One drawback of our trial is the lack of assessment of the proportion of endoscopic mucosal healing in the AZA group. Nonetheless, it should be acknowledged that successful AZA therapy is accompanied by mucosal healing and disappearance of the inflammatory infiltrate in more than 50% of CD patients with active ileocolitis [22]. Arguably, the initiation of AZA treatment might lead to more effective mucosal immunomodulation and enhanced control of ongoing inflammation, thus allowing inflammatory lesions to heal before the establishment of irreversible fibrotic wall thickening in a certain proportion of individuals. Future research will establish the degree to which mucosal healing may improve long-term outcomes and reduce complications and hospitalizations in sub-occlusive CD patients.

Although the methodology was appropriate for the purpose of the study and allowed a comparison between AZA and MSZ, an important limitation of the study lies on the characteristics of the study population. The study included patients with a specific medical condition – ileocecal sub-occlusive CD – who responded to initial clinical treatment.

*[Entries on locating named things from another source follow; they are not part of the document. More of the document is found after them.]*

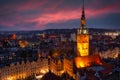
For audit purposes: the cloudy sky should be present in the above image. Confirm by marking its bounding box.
[0,0,120,31]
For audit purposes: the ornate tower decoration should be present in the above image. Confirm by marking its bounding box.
[77,0,89,56]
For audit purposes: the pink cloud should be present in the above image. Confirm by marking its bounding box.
[0,0,120,29]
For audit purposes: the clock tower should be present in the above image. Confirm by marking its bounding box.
[77,0,89,56]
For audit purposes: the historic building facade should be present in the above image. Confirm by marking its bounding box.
[0,58,49,80]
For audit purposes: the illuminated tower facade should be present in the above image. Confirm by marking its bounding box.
[77,0,89,56]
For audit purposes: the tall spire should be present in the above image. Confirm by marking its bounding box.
[81,0,86,27]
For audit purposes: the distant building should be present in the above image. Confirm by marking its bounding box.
[0,58,48,80]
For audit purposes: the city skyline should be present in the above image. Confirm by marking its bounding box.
[0,0,120,31]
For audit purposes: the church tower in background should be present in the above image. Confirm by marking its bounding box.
[77,0,89,56]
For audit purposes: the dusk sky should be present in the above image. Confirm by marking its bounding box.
[0,0,120,31]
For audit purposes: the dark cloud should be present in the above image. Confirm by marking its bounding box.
[0,0,120,30]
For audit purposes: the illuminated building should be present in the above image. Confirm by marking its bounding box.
[75,0,101,68]
[0,58,48,80]
[12,34,17,39]
[77,2,89,56]
[64,0,101,79]
[50,59,64,76]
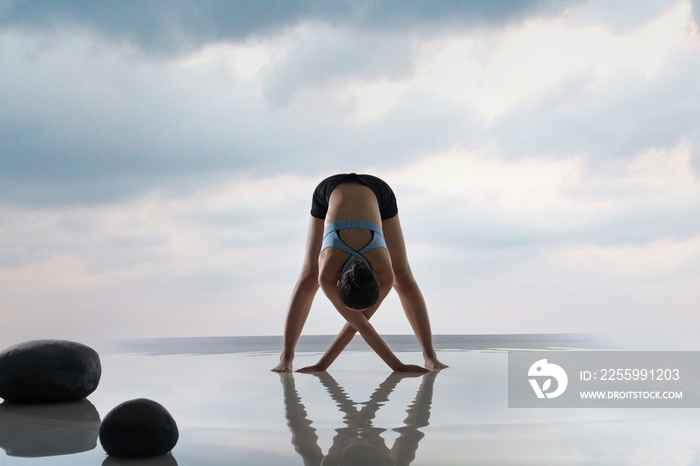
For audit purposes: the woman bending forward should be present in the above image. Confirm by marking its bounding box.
[272,173,447,372]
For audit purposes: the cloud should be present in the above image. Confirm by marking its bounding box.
[0,0,576,54]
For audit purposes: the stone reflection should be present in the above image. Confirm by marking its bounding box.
[0,400,100,458]
[280,372,437,466]
[102,453,177,466]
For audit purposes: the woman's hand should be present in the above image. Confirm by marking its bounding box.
[297,364,326,374]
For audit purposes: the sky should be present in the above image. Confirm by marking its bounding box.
[0,0,700,349]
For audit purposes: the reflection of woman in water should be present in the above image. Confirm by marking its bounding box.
[272,173,447,372]
[280,372,437,466]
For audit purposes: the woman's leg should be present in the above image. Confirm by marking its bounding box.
[272,217,324,372]
[382,215,447,370]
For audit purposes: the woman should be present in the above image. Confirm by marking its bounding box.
[272,173,447,372]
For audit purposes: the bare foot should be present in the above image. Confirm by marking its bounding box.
[297,364,326,374]
[396,364,430,374]
[270,361,292,372]
[425,357,449,372]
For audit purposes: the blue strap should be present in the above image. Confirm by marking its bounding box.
[321,220,387,273]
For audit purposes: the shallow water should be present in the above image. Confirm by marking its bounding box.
[0,336,700,466]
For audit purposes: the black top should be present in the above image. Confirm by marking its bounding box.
[311,173,399,220]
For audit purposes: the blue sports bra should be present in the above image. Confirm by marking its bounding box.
[321,220,388,273]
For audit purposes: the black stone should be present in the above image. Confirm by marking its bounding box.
[0,399,100,458]
[0,340,102,403]
[100,398,179,458]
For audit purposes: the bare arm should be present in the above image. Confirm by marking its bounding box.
[310,279,428,372]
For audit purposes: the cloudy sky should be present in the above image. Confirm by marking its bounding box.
[0,0,700,349]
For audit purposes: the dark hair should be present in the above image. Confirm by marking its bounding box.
[338,261,379,311]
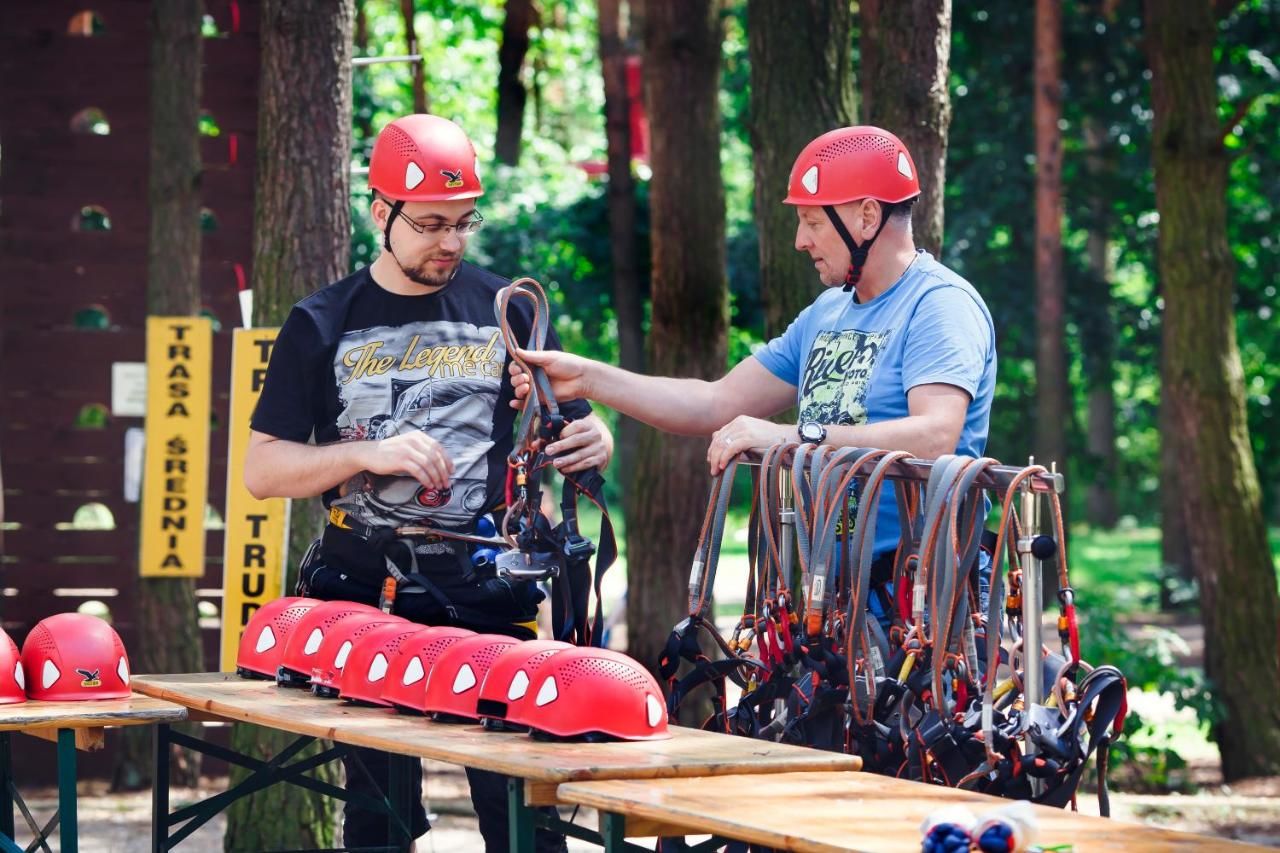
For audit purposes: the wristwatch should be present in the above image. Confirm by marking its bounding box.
[796,420,827,444]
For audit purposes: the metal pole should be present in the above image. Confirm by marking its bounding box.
[1018,456,1044,793]
[351,54,422,68]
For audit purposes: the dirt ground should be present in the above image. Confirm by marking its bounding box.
[12,762,1280,853]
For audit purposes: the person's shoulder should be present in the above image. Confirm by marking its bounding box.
[913,252,991,316]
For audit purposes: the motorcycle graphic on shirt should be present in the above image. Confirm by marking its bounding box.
[334,321,507,528]
[800,329,891,425]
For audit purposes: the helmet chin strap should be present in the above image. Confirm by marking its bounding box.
[822,201,893,293]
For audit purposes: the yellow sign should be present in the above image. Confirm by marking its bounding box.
[140,316,214,578]
[221,329,289,672]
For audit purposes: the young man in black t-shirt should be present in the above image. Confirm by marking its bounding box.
[252,115,613,850]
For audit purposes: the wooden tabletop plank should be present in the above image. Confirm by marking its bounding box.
[0,693,187,731]
[133,672,860,783]
[557,772,1268,853]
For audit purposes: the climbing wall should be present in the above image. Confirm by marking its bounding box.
[0,0,259,778]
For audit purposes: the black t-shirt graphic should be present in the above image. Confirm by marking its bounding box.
[252,263,591,540]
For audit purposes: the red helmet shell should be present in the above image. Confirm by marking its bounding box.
[476,640,573,729]
[338,622,426,707]
[275,601,381,686]
[0,630,27,704]
[424,634,520,720]
[383,628,476,713]
[236,596,323,681]
[22,613,129,702]
[782,124,920,206]
[507,647,671,740]
[311,611,408,698]
[369,113,484,201]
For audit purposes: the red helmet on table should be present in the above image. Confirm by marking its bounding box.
[476,640,573,731]
[311,611,408,699]
[22,613,131,702]
[0,629,27,704]
[424,634,520,721]
[338,622,428,707]
[275,601,381,688]
[236,596,321,681]
[383,626,476,713]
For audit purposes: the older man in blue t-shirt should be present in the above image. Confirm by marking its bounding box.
[515,127,996,573]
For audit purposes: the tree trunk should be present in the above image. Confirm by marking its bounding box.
[1034,0,1069,479]
[746,0,854,338]
[493,0,538,165]
[111,0,205,790]
[1146,0,1280,781]
[1082,112,1116,528]
[627,0,728,669]
[860,0,951,255]
[223,0,355,852]
[399,0,426,113]
[598,0,644,493]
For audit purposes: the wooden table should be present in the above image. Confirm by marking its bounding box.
[0,693,187,853]
[557,772,1270,853]
[134,672,861,853]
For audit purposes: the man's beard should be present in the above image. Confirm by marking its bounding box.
[397,257,462,287]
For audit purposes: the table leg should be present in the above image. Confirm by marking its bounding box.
[0,731,13,838]
[151,724,169,853]
[58,729,79,853]
[600,812,627,853]
[507,776,535,853]
[387,753,421,850]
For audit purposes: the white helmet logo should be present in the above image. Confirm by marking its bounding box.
[40,661,61,690]
[897,151,911,181]
[644,693,664,729]
[453,663,476,693]
[302,628,324,654]
[404,160,426,190]
[800,164,818,196]
[333,640,351,670]
[507,670,529,702]
[534,676,559,708]
[401,654,426,686]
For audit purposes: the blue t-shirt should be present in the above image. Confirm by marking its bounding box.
[755,251,996,555]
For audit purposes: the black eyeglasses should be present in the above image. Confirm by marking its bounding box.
[396,210,484,238]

As such, the data presented is valuable for patients whose characteristics resemble those of the studied groups and cannot be extrapolated to other populations of patients with CD. Furthermore, a recent study supports the use of laparoscopy ileocolic resection in appropriately selected CD patients for reduction of short-term complications and hospital length of stay when compared with open resection [23]. Ileocolic resection might be a good alternative to long-term medical therapy, particularly in patients with limited ileocecal CD. Thus, multidisciplinary research addressing issues such as medical treatment versus surgery in sub-occlusive ileocecal CD is necessary to aid in decision-making in these clinical settings.

Conclusions

In conclusion, for patients with ileocecal CD who had their first episode of intestinal sub-occlusion relented without surgery, subsequent treatment with AZA significantly reduced the proportion of all-cause re-hospitalization and hospitalizations for surgical procedures when compared with MSZ treatment. The long-term use of AZA in ileocecal CD patients recovering from a sub-occlusion episode can reduce healthcare costs.